This blog may help people explore some of the 'hidden' issues involved in certain media treatments of environmental and scientific issues. Using personal digital images, it's also intended to emphasise seasonal (and other) changes in natural history of the Swansea (South Wales) area. The material should help participants in field-based modules and people generally interested in the natural world. The views are wholly those of the author.
Monday, 4 May 2009
Blame Game
Humans are nothing if not creative when finding reasons to indulge their natural inclinations. The current focus on the global "swine 'flu" outbreak and its alleged origins in the 'manure lagoons' of an intensive pig farming operation in La Gloria Mexico (http://www.timesonline.co.uk/tol/life_and_style/health/article6182789.ece), led the Russian and Chinese authorities to ban the import of Mexican pork (http://www.news.com.au/story/0,27574,25397431-23109,00.html).
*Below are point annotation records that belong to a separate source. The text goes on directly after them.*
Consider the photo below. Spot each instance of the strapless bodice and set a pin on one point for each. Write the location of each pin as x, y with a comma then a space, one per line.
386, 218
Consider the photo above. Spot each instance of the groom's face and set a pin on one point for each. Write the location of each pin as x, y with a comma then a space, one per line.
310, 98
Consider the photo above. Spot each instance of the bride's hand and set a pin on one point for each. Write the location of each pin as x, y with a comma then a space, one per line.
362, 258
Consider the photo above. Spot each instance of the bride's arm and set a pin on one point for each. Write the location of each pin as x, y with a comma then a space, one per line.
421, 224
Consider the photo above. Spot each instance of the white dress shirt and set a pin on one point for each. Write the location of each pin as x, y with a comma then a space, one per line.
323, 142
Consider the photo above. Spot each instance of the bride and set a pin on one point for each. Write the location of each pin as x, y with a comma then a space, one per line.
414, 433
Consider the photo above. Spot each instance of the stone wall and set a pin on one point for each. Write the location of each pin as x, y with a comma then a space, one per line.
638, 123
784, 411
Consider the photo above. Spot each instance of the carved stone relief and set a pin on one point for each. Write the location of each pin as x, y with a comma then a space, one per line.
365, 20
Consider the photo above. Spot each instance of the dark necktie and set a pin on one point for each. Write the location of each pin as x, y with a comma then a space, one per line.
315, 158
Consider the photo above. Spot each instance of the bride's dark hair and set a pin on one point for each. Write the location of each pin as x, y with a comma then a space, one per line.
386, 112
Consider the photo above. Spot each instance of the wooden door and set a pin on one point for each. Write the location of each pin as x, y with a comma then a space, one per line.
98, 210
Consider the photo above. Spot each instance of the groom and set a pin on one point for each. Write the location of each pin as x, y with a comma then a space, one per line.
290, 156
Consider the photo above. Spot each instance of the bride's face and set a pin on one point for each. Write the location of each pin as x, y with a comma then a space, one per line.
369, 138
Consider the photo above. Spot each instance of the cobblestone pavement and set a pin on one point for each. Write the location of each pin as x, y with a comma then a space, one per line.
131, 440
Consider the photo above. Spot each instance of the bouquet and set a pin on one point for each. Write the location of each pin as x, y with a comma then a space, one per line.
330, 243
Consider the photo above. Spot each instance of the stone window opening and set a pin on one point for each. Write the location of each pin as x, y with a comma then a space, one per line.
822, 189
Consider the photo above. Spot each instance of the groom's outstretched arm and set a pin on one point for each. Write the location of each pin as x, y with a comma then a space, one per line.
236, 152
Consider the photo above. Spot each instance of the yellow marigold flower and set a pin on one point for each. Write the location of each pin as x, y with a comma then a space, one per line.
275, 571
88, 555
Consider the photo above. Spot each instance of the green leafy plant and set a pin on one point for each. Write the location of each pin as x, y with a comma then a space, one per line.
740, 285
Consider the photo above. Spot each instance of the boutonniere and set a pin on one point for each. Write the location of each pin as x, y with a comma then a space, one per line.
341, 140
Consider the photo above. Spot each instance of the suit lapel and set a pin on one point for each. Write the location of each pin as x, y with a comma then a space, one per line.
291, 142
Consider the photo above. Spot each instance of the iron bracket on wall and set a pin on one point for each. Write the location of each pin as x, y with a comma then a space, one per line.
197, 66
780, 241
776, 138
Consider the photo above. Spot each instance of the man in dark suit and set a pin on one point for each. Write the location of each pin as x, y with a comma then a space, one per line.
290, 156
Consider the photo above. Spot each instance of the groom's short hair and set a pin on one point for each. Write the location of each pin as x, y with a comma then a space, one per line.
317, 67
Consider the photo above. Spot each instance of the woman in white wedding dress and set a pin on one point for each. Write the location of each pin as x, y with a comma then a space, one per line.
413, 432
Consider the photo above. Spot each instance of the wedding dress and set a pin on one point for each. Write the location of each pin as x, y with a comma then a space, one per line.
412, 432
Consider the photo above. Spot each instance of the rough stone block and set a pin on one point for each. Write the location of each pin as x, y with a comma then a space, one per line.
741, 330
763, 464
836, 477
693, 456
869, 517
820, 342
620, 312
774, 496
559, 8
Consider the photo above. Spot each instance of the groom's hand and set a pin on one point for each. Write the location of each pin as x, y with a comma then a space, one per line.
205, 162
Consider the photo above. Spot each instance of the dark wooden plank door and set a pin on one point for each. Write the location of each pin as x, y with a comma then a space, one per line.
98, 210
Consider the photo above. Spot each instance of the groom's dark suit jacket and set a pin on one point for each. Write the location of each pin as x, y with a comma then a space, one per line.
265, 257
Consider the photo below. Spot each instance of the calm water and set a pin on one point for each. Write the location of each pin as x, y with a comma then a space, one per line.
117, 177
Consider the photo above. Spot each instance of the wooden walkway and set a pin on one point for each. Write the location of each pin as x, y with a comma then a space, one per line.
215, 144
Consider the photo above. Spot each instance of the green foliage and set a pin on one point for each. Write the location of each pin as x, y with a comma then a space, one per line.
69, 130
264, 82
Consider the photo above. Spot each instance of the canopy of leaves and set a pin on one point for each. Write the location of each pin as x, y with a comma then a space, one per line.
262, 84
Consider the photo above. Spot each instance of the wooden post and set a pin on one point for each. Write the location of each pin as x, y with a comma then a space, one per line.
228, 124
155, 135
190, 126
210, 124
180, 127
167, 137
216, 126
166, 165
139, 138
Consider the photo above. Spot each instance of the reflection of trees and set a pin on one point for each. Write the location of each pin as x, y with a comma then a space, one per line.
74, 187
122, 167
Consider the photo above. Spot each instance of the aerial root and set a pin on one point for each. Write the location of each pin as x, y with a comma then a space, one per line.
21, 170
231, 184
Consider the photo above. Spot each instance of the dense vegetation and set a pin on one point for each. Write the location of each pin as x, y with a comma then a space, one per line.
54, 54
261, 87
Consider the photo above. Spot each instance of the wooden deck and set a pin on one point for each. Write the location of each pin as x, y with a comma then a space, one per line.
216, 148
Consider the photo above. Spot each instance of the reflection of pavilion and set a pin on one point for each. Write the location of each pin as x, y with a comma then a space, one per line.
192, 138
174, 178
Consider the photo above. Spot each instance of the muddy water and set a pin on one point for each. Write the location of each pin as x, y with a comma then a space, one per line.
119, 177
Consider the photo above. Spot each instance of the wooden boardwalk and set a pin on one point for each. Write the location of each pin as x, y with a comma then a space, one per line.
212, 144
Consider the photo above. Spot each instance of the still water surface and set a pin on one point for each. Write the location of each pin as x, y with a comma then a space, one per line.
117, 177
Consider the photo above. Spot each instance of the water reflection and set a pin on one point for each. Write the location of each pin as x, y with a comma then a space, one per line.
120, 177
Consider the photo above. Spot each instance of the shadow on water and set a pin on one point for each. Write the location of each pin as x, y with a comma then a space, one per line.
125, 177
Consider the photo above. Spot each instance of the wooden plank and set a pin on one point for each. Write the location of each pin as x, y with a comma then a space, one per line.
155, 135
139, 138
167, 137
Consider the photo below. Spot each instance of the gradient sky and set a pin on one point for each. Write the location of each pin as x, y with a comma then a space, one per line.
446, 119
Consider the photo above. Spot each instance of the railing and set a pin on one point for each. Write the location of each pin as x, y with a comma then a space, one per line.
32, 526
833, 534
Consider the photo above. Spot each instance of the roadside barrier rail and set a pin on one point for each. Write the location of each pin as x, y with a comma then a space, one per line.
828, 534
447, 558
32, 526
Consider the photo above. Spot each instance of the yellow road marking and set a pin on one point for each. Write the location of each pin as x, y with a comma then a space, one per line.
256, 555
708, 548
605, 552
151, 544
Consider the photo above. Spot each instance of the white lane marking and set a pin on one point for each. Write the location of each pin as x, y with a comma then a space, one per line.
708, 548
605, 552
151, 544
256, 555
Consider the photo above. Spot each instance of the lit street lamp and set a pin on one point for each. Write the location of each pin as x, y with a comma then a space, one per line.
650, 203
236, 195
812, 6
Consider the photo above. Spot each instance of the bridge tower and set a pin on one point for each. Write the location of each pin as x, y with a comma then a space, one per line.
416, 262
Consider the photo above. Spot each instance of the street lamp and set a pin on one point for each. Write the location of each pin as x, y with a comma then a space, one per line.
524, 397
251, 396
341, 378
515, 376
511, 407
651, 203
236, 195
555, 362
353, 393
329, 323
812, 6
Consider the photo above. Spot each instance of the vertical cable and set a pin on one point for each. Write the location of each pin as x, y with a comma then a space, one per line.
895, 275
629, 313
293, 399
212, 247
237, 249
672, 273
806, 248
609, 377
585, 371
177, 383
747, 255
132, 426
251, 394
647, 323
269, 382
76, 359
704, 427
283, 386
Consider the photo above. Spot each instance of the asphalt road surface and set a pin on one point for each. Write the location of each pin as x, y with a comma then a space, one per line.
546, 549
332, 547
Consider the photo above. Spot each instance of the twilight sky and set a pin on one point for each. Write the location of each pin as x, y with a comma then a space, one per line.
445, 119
This 'blaming' of the pig probably has more than a touch of economic opportunism about it as there is virtually no likelihood of this human disease being transmitted in such products. The order by the Egyptian government that, in spite of currently having no cases of swine 'flu, the 250,000 to 400,000 pigs in Egypt should be slaughtered as a 'precaution' is a second case of 'blame the animal' (http://news.bbc.co.uk/1/hi/world/middle_east/8024946.stm). There seems to be a touch of religious opportunism here as the pigs are the property of Coptic Christians and generate a product that Muslims abhor. The single pig in Kabul's zoo (Afghanistan) has apparently been placed in quarantine away from other animals because of fear that it may infect people with 'flu (http://www.digitaljournal.com/article/272257). It is, of course, much more likely that it will get diseases from humans. All such human decisions seem a bit tough on the pigs who, anyhow, didn't ask to be bred as human food.